Elasticsearch是一个近乎实时搜索的平台。换言之,自你导入一个文档到它可以被搜索到的时候只有细微的延迟等待(通常在1s左右)。
Cluster集群
A cluster is a collection of one or more nodes(servers) that together holds your entire data and provides federated indexing and search capabilities across all nodes. A cluster is identified by a unique name which by default is "elasticsearch".This name is important because a node can only be part of a cluster if the node is set up to join the cluster by its name.
集群是一个或多个节点(服务器)组成的,通过所有节点一起保存你的全部数据并提供联合索引和搜索功能。每个集群都有一个唯一名称作为身份标识,默认为"elasticsearch"。这个名称很重要,因为只有一个节点以这个名称加入集群,才能够成为这个集群的一部分。
Make sure that you don't reuse the same cluster names in different environments,otherwise you might end up with nodes joining the wrong cluster.For instance you could use logging-dev , logging-stage, and logging-prod for the development,staging,and production clusters.
你没有在不同环境下重复使用相同的集群名称,否则你终将把节点加入错误的集群。例如:你可以使用logging-dev、logging-stage、logging-prod 来为开发、演示、产出集群分别命名。
Note that it is valid and perfectly fine to have a cluster with only a single node in it. Furthermore, you may also have multiple independent clusters each with its own unique cluster name.
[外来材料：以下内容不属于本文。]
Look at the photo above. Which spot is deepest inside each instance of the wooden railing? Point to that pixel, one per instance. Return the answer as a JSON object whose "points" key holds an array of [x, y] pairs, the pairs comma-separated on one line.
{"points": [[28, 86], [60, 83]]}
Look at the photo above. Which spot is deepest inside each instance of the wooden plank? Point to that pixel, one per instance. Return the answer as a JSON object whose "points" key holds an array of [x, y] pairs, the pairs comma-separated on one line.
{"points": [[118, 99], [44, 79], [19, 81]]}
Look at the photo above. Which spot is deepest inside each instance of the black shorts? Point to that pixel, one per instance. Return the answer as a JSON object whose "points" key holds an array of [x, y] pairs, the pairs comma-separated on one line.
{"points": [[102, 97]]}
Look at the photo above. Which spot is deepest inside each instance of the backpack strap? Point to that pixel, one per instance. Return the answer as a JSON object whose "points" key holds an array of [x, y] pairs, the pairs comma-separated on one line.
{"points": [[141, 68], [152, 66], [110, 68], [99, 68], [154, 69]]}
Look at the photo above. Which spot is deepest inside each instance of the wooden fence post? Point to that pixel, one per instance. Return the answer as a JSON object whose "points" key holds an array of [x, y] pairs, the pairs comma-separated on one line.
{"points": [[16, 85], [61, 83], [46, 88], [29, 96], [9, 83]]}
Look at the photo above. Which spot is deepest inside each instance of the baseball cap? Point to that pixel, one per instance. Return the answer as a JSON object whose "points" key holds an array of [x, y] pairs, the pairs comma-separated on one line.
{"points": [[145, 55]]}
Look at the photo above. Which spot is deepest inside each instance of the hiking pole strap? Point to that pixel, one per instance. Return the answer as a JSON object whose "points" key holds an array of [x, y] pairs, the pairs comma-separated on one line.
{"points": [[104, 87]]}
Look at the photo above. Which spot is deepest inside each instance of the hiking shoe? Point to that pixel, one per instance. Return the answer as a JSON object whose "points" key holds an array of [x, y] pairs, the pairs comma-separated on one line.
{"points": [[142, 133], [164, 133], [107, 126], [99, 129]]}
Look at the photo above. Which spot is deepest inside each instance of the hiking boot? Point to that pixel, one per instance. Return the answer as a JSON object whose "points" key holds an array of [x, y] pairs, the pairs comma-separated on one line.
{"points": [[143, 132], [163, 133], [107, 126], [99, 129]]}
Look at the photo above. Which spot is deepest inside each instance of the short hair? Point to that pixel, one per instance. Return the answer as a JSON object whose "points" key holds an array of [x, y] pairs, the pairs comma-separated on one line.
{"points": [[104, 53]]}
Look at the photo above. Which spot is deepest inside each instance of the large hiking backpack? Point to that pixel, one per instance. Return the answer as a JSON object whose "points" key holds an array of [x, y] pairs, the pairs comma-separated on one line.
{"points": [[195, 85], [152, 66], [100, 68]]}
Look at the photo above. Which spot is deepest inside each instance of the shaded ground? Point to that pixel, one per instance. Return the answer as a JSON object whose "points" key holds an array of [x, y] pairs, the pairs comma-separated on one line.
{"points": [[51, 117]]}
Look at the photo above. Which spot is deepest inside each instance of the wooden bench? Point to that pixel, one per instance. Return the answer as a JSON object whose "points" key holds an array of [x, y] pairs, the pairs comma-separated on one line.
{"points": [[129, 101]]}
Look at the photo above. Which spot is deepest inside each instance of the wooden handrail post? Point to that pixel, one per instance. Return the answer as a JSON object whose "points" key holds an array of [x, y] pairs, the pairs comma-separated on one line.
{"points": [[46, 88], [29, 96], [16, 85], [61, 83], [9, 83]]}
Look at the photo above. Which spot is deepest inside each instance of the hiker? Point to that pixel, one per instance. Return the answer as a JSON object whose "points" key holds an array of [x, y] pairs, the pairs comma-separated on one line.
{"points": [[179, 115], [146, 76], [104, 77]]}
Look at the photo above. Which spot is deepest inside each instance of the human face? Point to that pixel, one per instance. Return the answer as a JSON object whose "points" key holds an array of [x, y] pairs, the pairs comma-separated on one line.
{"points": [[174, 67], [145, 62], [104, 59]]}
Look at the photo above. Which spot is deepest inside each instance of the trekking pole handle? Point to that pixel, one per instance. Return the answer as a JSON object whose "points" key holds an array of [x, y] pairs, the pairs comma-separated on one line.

请注意:设立只有一个节点在内的集群是有效且完全ok的。不过,你就需要为多种独立存在的集群设置它们专有的集群名称。
Node节点
A node is a single server that is part of your cluster, stores your data, and participates in the cluster's indexing and search capabilities.Just like a cluster, a node is identified by a name which by default is a random Univesally Unique Identifier(UUID) that is assigned to the node at startup. You can define any code name you want if you do not want the default.This name is important for administration purposes where you want to identify which servers in your network correspond to which nodes in your Elasticsearch cluster.
节点是组成你集群中的一个服务器,为你存储数据,参与集群的索引及搜索功能。类似集群,一个节点在建立之初也被分配一个代表身份标识的名称,默认为一个随机的UUID(普遍唯一标识符)。如果你不想要这个默认的名称,也可以自己定义。这个名称对你识别网络上服务器对应哪个Elasticsearch集群的节点有着重要的管理意义。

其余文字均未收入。